Notwithstanding the rendition of judgment against Dillard & Ledbetter, Bradley, the subsequent endorser, remained liable to his endorsee, and had a right to pay off the bill, to take it up, and to maintain an action against any of the prior parties. Instead of merely paying the bill of exchange, he satisfied a judgment which had been rendered against his endorser, in favor of his endorsee. *509This payment necessarily involved a payment of the bill, upon which the judgment was founded. We cannot perceive any reason why Bradley should be deprived of his right of action against the prior parties, which would result from his paying off and taking up the bill, because he has, besides taking up the bill, satisfied the judgment. If the payment had been made by Dillard & Ledbetter, Bradley’s endorsers, the property of the bill would have enured to them ; but the payment is not by them, either in fact or by intendment of law, because it was .made upon a judgment against them.
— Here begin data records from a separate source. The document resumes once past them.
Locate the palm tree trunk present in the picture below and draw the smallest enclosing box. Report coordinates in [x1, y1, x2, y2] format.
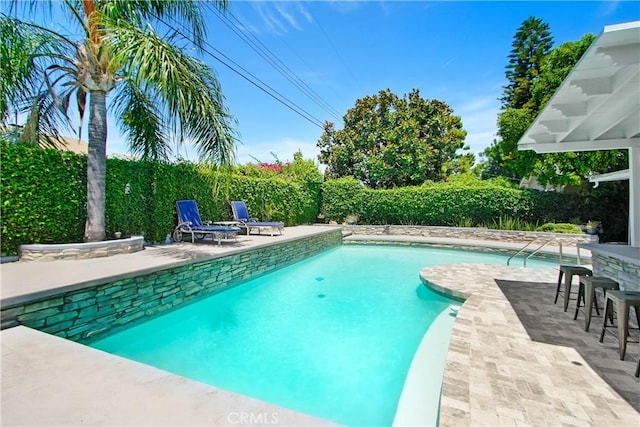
[84, 91, 107, 242]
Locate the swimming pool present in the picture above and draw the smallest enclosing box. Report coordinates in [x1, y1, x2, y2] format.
[92, 245, 548, 425]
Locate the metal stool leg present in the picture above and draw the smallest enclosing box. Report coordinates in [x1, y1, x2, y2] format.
[600, 299, 613, 342]
[553, 269, 564, 304]
[573, 282, 591, 320]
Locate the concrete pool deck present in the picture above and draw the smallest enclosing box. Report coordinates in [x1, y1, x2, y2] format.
[0, 226, 640, 426]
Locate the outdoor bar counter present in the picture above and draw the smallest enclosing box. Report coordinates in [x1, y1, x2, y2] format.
[578, 243, 640, 291]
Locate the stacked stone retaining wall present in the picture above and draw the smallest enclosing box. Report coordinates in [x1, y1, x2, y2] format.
[1, 229, 342, 342]
[18, 236, 144, 261]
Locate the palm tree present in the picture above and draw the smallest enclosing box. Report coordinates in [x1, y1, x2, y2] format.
[0, 0, 235, 241]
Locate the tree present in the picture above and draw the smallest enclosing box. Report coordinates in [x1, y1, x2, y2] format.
[518, 34, 628, 186]
[502, 16, 553, 110]
[317, 89, 468, 188]
[0, 0, 235, 241]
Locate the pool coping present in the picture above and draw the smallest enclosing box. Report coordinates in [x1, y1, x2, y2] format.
[0, 226, 637, 426]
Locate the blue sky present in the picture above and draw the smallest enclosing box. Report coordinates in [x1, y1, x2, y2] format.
[81, 0, 640, 163]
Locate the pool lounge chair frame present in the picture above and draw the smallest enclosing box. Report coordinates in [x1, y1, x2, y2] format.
[229, 200, 284, 237]
[173, 200, 242, 245]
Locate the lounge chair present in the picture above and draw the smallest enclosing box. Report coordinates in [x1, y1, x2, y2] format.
[173, 200, 242, 245]
[229, 200, 284, 236]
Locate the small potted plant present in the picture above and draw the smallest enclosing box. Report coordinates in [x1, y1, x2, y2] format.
[585, 221, 602, 234]
[344, 215, 360, 225]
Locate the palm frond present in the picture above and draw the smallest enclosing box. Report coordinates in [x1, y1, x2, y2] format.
[106, 23, 235, 165]
[114, 81, 171, 161]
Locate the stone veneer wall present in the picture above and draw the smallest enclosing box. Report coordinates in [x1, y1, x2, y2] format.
[1, 229, 342, 342]
[591, 251, 640, 291]
[344, 225, 598, 246]
[18, 236, 144, 261]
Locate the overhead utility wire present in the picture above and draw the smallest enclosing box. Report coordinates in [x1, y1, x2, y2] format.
[153, 15, 324, 129]
[207, 5, 342, 120]
[206, 5, 342, 120]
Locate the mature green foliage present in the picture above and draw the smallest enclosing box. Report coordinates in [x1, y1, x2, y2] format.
[0, 141, 86, 254]
[320, 177, 628, 241]
[317, 89, 468, 188]
[482, 24, 628, 192]
[502, 16, 553, 110]
[0, 0, 235, 241]
[536, 222, 582, 234]
[0, 141, 320, 254]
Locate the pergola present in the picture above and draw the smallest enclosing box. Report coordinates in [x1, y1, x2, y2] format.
[518, 21, 640, 248]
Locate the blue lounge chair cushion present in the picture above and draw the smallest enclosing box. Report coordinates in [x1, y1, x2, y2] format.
[174, 200, 241, 244]
[229, 200, 284, 236]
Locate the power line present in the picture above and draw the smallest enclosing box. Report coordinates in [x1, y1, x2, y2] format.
[206, 4, 342, 120]
[153, 11, 324, 129]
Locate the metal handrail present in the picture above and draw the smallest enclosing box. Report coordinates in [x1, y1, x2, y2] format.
[507, 237, 568, 267]
[507, 241, 538, 265]
[524, 237, 564, 267]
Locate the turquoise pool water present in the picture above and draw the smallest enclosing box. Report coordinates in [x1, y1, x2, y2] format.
[92, 245, 548, 426]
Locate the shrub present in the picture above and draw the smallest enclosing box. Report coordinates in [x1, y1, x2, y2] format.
[536, 222, 582, 234]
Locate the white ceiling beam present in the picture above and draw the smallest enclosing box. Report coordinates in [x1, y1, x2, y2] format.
[518, 138, 640, 153]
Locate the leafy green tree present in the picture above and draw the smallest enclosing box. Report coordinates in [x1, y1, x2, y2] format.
[0, 0, 235, 241]
[317, 89, 468, 188]
[481, 24, 627, 186]
[502, 16, 553, 110]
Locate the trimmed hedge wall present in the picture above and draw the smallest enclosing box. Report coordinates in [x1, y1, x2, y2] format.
[320, 178, 629, 241]
[0, 141, 629, 255]
[0, 145, 320, 255]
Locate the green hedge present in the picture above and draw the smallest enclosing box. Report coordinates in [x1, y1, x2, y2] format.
[0, 141, 320, 255]
[0, 141, 629, 255]
[320, 178, 628, 241]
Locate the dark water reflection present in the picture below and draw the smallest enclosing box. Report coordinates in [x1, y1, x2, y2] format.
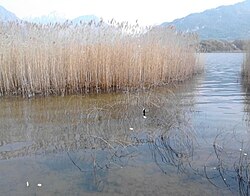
[0, 54, 250, 195]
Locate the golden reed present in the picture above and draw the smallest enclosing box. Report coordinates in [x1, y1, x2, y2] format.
[0, 21, 199, 96]
[242, 41, 250, 85]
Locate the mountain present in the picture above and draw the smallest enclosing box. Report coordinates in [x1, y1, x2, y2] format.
[162, 0, 250, 40]
[0, 6, 20, 22]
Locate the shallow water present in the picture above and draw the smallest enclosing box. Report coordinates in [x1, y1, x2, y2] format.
[0, 54, 250, 195]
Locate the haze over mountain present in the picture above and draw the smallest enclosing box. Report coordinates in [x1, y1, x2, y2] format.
[162, 0, 250, 40]
[0, 5, 19, 22]
[0, 6, 100, 24]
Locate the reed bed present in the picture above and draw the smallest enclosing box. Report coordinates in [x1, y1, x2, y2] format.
[0, 21, 199, 97]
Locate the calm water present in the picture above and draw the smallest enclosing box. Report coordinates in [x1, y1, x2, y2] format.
[0, 54, 250, 195]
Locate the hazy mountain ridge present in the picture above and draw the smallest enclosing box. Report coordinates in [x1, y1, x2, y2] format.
[162, 0, 250, 40]
[0, 5, 20, 22]
[0, 6, 101, 24]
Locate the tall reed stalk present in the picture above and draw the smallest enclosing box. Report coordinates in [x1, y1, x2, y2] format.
[0, 21, 198, 96]
[242, 41, 250, 85]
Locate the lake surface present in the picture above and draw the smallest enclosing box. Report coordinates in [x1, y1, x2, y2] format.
[0, 54, 250, 195]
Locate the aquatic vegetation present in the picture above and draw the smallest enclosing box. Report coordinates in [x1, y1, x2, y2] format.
[242, 41, 250, 85]
[0, 21, 199, 97]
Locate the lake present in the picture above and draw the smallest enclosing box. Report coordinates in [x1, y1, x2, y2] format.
[0, 53, 250, 195]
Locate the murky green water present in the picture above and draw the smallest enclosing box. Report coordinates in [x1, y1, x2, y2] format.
[0, 54, 250, 195]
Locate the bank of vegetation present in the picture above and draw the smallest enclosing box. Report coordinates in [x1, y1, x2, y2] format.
[199, 39, 244, 53]
[0, 21, 199, 96]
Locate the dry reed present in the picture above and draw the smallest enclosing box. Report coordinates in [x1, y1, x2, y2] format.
[242, 41, 250, 85]
[0, 21, 198, 96]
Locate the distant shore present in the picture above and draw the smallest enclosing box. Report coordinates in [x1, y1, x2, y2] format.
[199, 39, 244, 53]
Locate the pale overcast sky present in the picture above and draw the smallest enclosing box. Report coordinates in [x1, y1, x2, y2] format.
[0, 0, 243, 25]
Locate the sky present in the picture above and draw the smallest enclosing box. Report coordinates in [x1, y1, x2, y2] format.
[0, 0, 243, 25]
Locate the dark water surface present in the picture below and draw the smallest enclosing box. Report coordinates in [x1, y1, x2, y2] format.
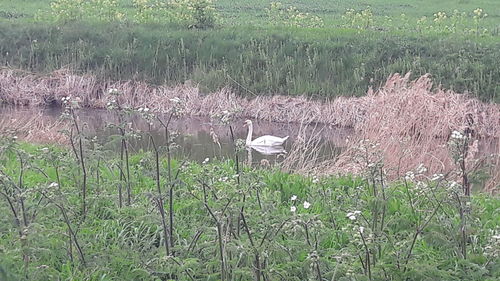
[0, 107, 351, 163]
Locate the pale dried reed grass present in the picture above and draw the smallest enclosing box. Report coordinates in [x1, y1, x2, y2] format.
[330, 74, 500, 188]
[0, 110, 69, 145]
[0, 69, 500, 188]
[280, 116, 326, 175]
[0, 69, 366, 124]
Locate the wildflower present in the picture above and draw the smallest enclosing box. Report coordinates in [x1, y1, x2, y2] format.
[431, 174, 444, 181]
[405, 171, 415, 181]
[346, 211, 361, 221]
[417, 164, 427, 174]
[451, 131, 465, 140]
[170, 97, 181, 103]
[108, 88, 118, 95]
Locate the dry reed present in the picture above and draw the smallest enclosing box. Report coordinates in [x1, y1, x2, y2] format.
[329, 74, 500, 190]
[0, 69, 500, 189]
[0, 110, 68, 145]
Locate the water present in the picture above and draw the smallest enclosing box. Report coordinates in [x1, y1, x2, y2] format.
[0, 107, 351, 164]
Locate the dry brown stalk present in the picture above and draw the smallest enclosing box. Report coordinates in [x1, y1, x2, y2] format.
[0, 110, 68, 145]
[332, 74, 500, 190]
[0, 69, 500, 189]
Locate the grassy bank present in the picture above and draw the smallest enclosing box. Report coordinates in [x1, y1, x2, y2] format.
[0, 23, 500, 101]
[0, 1, 500, 101]
[0, 137, 500, 280]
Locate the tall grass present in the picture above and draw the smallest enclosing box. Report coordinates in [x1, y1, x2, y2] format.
[0, 22, 500, 101]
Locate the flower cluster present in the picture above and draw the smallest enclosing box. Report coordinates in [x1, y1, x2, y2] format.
[266, 2, 324, 27]
[290, 195, 311, 213]
[346, 211, 361, 221]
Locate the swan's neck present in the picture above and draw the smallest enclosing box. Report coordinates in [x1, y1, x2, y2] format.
[246, 123, 253, 145]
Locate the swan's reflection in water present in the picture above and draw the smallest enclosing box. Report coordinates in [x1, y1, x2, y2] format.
[247, 145, 286, 166]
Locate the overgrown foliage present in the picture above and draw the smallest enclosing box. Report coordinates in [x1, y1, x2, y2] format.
[0, 97, 500, 281]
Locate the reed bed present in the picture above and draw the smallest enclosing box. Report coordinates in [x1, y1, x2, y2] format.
[0, 110, 69, 145]
[0, 69, 500, 188]
[0, 69, 367, 124]
[328, 74, 500, 190]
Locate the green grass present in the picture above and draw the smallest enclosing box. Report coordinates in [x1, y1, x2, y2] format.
[0, 0, 500, 102]
[0, 139, 500, 280]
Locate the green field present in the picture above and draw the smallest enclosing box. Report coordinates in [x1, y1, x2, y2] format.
[0, 0, 500, 101]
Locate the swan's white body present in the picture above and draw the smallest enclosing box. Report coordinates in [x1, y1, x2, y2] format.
[245, 120, 288, 146]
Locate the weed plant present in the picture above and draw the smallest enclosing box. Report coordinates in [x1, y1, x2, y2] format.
[0, 104, 500, 281]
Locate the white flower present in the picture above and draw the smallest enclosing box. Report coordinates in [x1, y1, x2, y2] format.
[417, 164, 427, 174]
[170, 97, 181, 103]
[346, 211, 361, 221]
[431, 174, 444, 181]
[451, 131, 465, 140]
[108, 88, 118, 95]
[304, 201, 311, 209]
[405, 171, 415, 181]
This is not the case of one man seeking by his voluntary act to make another his debtor. It is a legal right of an endorser to pay off and take up the bill; and thereupon he becomes the owner, and invested with a right of action against the respective parties standing before him, as completely as he was before he endorsed the paper. Having taken up the bill, he proceeds upon it, and does not sue as assignee of the subsequent party to whom he paid it. Dillard & Ledbetter were discharged from the judgment against them, by Bradley’s payment of it; but we apprehend they were not discharged from liability upon the bill to their endorsee. But, if they were so discharged, it would not affect the liability of the antecedent parties. The discharge of a subsequent, does not discharge a prior party to a bill. — Byles on Bills, 190, 187; Chitty on Bills, m. p. 418. We think the argument for the appellant, that the plaintiff, upon the facts stated in the bill of exceptions, has no light of action, is altogether untenable.

[2.] We cannot discover that the court erred in striking out the plea of pendency of a former suit. The plea is not set out; and in the absence of all information as to what it contained, we must presume that it was of such character as justified the action of the court.

[3.] It is objected, that the court, in a charge to the jury, assumed the credibility of the parol evidence. We do not understand the bill .of exceptions to show any charge by the court. It says, that the court decided certain *510things; but those decisions may have been announced incidentally during the trial, and not given as authoritative statements of the law to the jury. We cannot say that the court has given any erroneous charge to the jury, when it does not appear that the decision was given as a charge to the jury, or intended for their hearing. — Greene v. Sims, 16 Ala. 541 ; Phillips v. Beene, ib. 720 ; Morrow & Nelson v. Parkman & Weaver, 14 Ala. 769.